Friday, January 27, 2006

The End of Safety

Clouds often hide above the earth. I’ve seen it. The air shields, the rain softens and disperses, but still, they keep their distance. My wavy skin feels it. Sometimes, while brewing a pot of tea with the front door open, I can feel the land reporting to me the conditions of the sky. This is not imaginary, but real as the little hairs on my arms, which often stand up at such intimate contact.

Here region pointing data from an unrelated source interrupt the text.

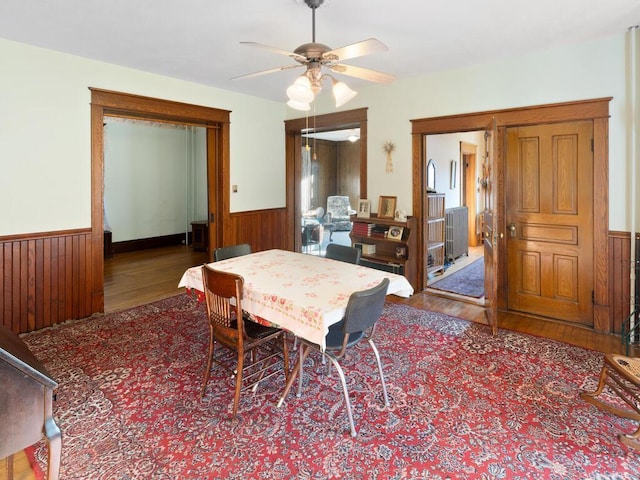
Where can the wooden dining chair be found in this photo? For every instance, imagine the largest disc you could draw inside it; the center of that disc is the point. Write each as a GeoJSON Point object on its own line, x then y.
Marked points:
{"type": "Point", "coordinates": [230, 251]}
{"type": "Point", "coordinates": [343, 253]}
{"type": "Point", "coordinates": [260, 352]}
{"type": "Point", "coordinates": [363, 311]}
{"type": "Point", "coordinates": [621, 374]}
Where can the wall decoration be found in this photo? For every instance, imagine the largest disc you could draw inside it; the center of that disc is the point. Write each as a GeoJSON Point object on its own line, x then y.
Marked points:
{"type": "Point", "coordinates": [431, 176]}
{"type": "Point", "coordinates": [364, 208]}
{"type": "Point", "coordinates": [454, 173]}
{"type": "Point", "coordinates": [389, 147]}
{"type": "Point", "coordinates": [387, 207]}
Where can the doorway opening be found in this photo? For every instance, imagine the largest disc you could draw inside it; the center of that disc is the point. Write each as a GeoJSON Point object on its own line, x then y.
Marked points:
{"type": "Point", "coordinates": [115, 104]}
{"type": "Point", "coordinates": [328, 155]}
{"type": "Point", "coordinates": [455, 261]}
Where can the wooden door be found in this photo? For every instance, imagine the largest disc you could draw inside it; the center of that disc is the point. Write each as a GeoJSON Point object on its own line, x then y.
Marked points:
{"type": "Point", "coordinates": [549, 218]}
{"type": "Point", "coordinates": [490, 226]}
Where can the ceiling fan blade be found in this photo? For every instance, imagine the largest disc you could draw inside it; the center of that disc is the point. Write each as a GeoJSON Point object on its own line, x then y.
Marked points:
{"type": "Point", "coordinates": [364, 73]}
{"type": "Point", "coordinates": [265, 72]}
{"type": "Point", "coordinates": [354, 50]}
{"type": "Point", "coordinates": [275, 50]}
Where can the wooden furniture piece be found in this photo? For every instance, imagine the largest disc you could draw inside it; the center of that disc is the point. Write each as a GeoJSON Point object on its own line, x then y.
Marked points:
{"type": "Point", "coordinates": [200, 235]}
{"type": "Point", "coordinates": [434, 235]}
{"type": "Point", "coordinates": [257, 354]}
{"type": "Point", "coordinates": [282, 288]}
{"type": "Point", "coordinates": [363, 311]}
{"type": "Point", "coordinates": [389, 252]}
{"type": "Point", "coordinates": [26, 402]}
{"type": "Point", "coordinates": [622, 375]}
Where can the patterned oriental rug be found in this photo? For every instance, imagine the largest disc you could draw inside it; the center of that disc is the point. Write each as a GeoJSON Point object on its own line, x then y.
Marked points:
{"type": "Point", "coordinates": [468, 281]}
{"type": "Point", "coordinates": [464, 404]}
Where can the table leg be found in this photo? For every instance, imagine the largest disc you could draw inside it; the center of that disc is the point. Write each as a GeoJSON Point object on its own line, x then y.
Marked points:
{"type": "Point", "coordinates": [294, 373]}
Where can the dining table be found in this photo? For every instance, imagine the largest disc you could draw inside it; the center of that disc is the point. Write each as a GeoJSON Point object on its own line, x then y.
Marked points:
{"type": "Point", "coordinates": [303, 294]}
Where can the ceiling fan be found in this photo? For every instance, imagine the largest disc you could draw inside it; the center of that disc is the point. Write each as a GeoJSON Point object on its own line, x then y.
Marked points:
{"type": "Point", "coordinates": [314, 56]}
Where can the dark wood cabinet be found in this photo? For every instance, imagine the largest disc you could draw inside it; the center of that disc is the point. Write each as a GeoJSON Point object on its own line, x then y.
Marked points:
{"type": "Point", "coordinates": [26, 402]}
{"type": "Point", "coordinates": [387, 244]}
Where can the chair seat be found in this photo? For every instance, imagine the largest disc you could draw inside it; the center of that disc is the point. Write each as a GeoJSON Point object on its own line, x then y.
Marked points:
{"type": "Point", "coordinates": [335, 337]}
{"type": "Point", "coordinates": [255, 330]}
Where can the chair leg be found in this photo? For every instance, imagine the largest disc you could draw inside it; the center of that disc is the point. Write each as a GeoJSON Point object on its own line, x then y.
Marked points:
{"type": "Point", "coordinates": [384, 386]}
{"type": "Point", "coordinates": [285, 359]}
{"type": "Point", "coordinates": [236, 398]}
{"type": "Point", "coordinates": [346, 394]}
{"type": "Point", "coordinates": [631, 440]}
{"type": "Point", "coordinates": [300, 371]}
{"type": "Point", "coordinates": [292, 376]}
{"type": "Point", "coordinates": [207, 371]}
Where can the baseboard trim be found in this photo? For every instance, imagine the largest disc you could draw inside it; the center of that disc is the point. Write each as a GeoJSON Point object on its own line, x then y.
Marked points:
{"type": "Point", "coordinates": [146, 243]}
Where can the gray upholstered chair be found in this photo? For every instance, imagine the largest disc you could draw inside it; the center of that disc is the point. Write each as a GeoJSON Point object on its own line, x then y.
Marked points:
{"type": "Point", "coordinates": [362, 313]}
{"type": "Point", "coordinates": [231, 251]}
{"type": "Point", "coordinates": [343, 253]}
{"type": "Point", "coordinates": [339, 212]}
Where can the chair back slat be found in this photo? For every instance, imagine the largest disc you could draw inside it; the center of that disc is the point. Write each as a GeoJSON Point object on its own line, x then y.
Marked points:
{"type": "Point", "coordinates": [223, 296]}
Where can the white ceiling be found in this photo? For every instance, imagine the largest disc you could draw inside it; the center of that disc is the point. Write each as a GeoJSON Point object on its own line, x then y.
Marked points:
{"type": "Point", "coordinates": [199, 40]}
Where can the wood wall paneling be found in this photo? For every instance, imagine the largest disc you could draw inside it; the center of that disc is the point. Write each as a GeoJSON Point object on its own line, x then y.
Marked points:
{"type": "Point", "coordinates": [44, 279]}
{"type": "Point", "coordinates": [619, 278]}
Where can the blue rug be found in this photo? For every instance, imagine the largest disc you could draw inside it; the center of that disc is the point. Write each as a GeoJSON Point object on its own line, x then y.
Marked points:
{"type": "Point", "coordinates": [468, 281]}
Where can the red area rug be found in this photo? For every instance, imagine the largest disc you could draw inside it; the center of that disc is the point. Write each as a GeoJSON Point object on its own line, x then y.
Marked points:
{"type": "Point", "coordinates": [464, 404]}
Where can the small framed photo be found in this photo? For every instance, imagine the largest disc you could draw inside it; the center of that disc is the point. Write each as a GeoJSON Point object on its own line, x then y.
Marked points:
{"type": "Point", "coordinates": [395, 233]}
{"type": "Point", "coordinates": [364, 208]}
{"type": "Point", "coordinates": [387, 207]}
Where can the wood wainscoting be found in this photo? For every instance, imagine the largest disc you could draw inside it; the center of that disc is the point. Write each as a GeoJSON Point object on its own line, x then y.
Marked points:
{"type": "Point", "coordinates": [46, 279]}
{"type": "Point", "coordinates": [262, 229]}
{"type": "Point", "coordinates": [619, 278]}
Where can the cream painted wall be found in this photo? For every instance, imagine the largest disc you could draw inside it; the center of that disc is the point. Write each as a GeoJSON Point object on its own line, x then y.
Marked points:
{"type": "Point", "coordinates": [45, 137]}
{"type": "Point", "coordinates": [589, 70]}
{"type": "Point", "coordinates": [45, 156]}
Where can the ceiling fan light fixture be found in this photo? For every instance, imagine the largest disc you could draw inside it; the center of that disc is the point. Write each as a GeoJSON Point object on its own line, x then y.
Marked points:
{"type": "Point", "coordinates": [300, 91]}
{"type": "Point", "coordinates": [342, 93]}
{"type": "Point", "coordinates": [302, 106]}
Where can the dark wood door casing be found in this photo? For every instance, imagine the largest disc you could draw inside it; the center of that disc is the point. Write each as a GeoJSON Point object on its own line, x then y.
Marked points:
{"type": "Point", "coordinates": [596, 110]}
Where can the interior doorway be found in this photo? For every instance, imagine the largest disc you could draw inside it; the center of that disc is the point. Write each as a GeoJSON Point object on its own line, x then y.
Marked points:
{"type": "Point", "coordinates": [301, 133]}
{"type": "Point", "coordinates": [216, 123]}
{"type": "Point", "coordinates": [595, 111]}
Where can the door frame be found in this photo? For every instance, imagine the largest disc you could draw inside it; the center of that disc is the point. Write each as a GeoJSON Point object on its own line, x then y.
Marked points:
{"type": "Point", "coordinates": [293, 154]}
{"type": "Point", "coordinates": [216, 121]}
{"type": "Point", "coordinates": [596, 110]}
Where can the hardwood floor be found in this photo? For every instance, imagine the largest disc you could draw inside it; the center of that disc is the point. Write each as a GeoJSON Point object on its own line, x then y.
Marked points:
{"type": "Point", "coordinates": [136, 278]}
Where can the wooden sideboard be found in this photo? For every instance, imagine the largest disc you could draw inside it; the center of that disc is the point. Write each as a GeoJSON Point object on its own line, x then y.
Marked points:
{"type": "Point", "coordinates": [26, 402]}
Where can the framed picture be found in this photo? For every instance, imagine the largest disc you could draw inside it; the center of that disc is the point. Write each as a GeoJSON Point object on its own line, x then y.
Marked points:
{"type": "Point", "coordinates": [364, 208]}
{"type": "Point", "coordinates": [387, 207]}
{"type": "Point", "coordinates": [395, 233]}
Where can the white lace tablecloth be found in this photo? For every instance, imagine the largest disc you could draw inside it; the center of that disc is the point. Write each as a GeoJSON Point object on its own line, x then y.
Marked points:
{"type": "Point", "coordinates": [304, 294]}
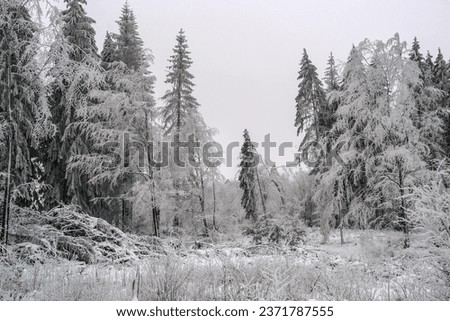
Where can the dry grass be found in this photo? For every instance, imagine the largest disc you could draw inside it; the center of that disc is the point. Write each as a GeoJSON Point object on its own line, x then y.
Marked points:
{"type": "Point", "coordinates": [367, 268]}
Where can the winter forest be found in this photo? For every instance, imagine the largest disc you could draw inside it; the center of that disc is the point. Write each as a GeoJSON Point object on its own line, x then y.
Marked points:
{"type": "Point", "coordinates": [109, 192]}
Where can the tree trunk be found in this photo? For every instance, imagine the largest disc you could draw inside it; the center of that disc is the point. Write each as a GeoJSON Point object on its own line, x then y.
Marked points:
{"type": "Point", "coordinates": [260, 192]}
{"type": "Point", "coordinates": [403, 216]}
{"type": "Point", "coordinates": [202, 204]}
{"type": "Point", "coordinates": [7, 196]}
{"type": "Point", "coordinates": [214, 205]}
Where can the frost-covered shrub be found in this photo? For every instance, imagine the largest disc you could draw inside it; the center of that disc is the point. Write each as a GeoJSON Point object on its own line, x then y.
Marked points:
{"type": "Point", "coordinates": [430, 215]}
{"type": "Point", "coordinates": [278, 228]}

Some days, I open all my windows and sit on a front-porch chair, facing the mountains to the east and the huge sky above and all-around, and lift up my chin and eyes to this great wonder, and wonder why it should feel so much better to have my windows open even when I’m not inside my house. What kind of elements control the weather, even the inner weather, such that I could feel safe under such a circumstance? After all, a lone wolf could wander right in off the prairie with all the doors and windows open. That would be the end of safety.

But of course, there is no guarantee. Wolves gotta eat, like me. And they can probably feel the changes of season deeper than their skins, and their doors are open all the time, and they realize – though probably not in mind – that there is no guarantee, that safety could end at any moment. Do they live their lives more completely because of this? Look into their eyes sometime, if you get the chance: clear. Intense. Ready, but not waiting. Our eyes, very often, reflect the opposite. We should run with the wolves, but the problem is doing that and not becoming dinner. Bring a fork? A knife? Maybe.

But leave all the openings to the wind and sound, and let the growing, moving life be its own shape for as long as there is shape, and press into it like a retarded jelly who would wiggle to the very top and come out to the vertiginous drop of every life lived beyond the sunset.